Professor Facundo Alvaredo will explain how we cannot properly interpret and understand inequalities without a general theory that develops the concepts of commodity, money, capital, power, and history.
There is a broad agreement that there should be more taxation and redistribution, but we lack a serious discussion about why we expect this to come from the “state”, or why we stick to the illusion of the “state” as the sphere of common good that can and should tame capital and foster development through properly evaluated parliament-decided public policies. It is usually expected that redistribution will take place within a democratic framework with strict regard for due process of law, but this pre-conception takes for granted something that has not yet been established: the compatibility between democracy and the continuing developments of capitalism.
In this event, Professor Alvaredo will argue that only the continuation of the living yet dormant Political Economy scientific project offers the keys to apprehend the challenges of contemporary capitalism (including our particular focus of concern: socioeconomic inequalities), where the main conflict is ‘who plans whom,’ and where the concept of capital differentiation explains all the social differentiations we observe (of labor, social classes, nation states, currencies, wealth, incomes).
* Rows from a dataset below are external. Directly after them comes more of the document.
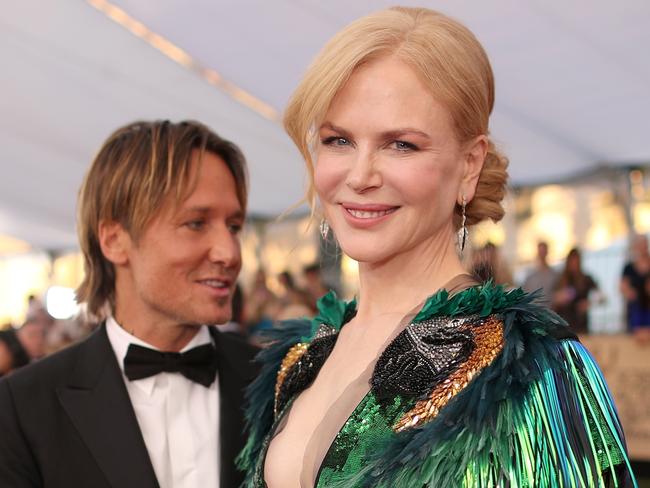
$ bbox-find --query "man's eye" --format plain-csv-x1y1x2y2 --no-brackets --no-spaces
321,136,350,146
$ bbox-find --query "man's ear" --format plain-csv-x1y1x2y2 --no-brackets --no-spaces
459,135,488,203
98,220,133,266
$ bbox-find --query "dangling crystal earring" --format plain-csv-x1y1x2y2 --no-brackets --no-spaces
458,195,469,255
320,219,330,241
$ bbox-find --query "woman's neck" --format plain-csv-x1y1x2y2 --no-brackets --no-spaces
356,236,467,323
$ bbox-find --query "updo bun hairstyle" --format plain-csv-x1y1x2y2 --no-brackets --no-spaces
284,7,508,227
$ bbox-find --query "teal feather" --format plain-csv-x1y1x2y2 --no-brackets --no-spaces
236,319,312,486
239,283,636,488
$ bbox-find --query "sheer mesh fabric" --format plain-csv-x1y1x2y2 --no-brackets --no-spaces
264,274,478,488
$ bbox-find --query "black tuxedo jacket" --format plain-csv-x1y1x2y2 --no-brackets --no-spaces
0,325,256,488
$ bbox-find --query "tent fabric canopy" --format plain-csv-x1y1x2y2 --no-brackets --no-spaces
0,0,650,249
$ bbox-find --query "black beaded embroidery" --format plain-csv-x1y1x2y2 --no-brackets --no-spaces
277,326,338,411
371,316,481,401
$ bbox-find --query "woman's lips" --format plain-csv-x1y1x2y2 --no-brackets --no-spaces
341,203,399,228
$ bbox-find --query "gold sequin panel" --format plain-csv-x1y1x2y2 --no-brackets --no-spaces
393,317,503,432
273,342,309,417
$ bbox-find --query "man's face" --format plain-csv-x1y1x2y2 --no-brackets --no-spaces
115,151,244,327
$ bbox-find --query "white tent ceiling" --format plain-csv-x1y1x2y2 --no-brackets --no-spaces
0,0,650,249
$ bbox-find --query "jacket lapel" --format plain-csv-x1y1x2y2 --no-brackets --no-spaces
57,324,158,488
210,327,257,487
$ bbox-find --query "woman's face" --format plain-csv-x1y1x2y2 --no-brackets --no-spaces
314,57,485,263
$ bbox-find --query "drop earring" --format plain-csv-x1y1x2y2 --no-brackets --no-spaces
320,219,330,241
458,195,469,256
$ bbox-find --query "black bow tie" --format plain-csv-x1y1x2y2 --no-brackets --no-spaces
124,344,217,387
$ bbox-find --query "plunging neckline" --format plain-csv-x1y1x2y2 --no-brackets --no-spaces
262,274,478,488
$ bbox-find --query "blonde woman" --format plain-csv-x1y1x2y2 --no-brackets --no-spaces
240,7,634,488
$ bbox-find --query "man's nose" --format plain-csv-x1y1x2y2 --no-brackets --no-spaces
209,226,241,268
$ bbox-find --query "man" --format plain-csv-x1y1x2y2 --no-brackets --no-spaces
523,241,558,305
0,121,254,488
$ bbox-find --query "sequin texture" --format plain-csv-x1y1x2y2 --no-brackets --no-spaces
393,316,503,432
371,317,479,399
274,326,338,418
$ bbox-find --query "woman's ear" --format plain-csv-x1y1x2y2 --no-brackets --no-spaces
97,220,132,266
459,135,488,203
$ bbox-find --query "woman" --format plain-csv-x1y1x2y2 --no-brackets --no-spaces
620,235,650,343
240,8,632,488
553,248,598,334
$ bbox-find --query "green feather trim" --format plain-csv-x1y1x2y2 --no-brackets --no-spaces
235,319,311,486
328,300,636,488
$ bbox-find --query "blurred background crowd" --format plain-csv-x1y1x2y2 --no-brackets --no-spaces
0,0,650,480
6,231,650,376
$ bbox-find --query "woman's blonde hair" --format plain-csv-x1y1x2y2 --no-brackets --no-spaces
77,120,247,319
284,7,508,225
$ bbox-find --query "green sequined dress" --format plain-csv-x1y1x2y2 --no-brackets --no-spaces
238,283,637,488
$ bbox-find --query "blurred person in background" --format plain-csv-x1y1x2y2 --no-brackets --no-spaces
240,7,634,488
244,268,280,335
472,242,512,285
275,270,316,320
0,328,31,376
217,283,248,336
552,248,598,334
620,235,650,343
522,241,558,305
0,121,256,488
302,263,332,310
16,318,51,361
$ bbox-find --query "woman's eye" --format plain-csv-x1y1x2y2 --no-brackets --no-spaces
185,220,205,230
393,141,418,152
228,224,243,234
321,136,350,146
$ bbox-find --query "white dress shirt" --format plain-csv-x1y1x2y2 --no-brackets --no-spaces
106,317,219,488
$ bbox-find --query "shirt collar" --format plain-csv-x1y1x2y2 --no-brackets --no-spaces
106,316,213,396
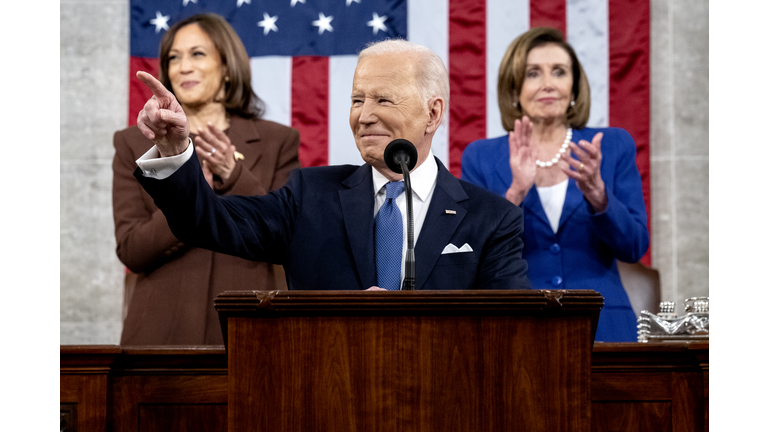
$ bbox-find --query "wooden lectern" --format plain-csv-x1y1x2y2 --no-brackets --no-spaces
214,290,603,432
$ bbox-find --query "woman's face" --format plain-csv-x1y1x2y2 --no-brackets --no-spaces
519,44,573,119
168,24,225,107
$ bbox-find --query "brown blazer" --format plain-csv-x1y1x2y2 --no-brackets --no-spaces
112,117,300,345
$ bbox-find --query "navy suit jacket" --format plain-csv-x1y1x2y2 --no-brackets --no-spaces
461,128,649,342
134,150,530,290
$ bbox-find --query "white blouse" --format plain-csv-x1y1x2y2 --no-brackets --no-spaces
536,179,568,233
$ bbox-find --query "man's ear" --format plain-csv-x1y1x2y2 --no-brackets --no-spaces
425,97,445,134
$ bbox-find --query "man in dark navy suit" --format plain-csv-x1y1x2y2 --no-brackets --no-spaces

Meet our speaker and chair
Facundo Alvaredo is a Professor at the Paris School of Economics and the École des Hautes Études en Sciences Sociales, Professorial Research Fellow at the III, and a Co-Director of the World Inequality Database (formerly The World Top Incomes Database, which he created with colleagues in 2011) and the World Inequality Lab. He is a Researcher of IIEP-UBA-Conicet, Senior Fellow of INET@Oxford, and a panel member for the newly launched Latin American and Caribbean Inequality Review (LACIR). He focuses his research on the fields of public economics, the inequality of income and wealth, and the economic history of capitalism.
Francisco Ferreira (@fhgferreira) is the Amartya Sen Professor of Inequality Studies and Director of the International Inequalities Institute at LSE.
More about this event
The International Inequalities Institute (@LSEInequalities) at LSE brings together experts from many of the School's departments and centres to lead cutting-edge research focused on understanding why inequalities are escalating in numerous arenas across the world, and to develop critical tools to address these challenges.
This event will have live captioning.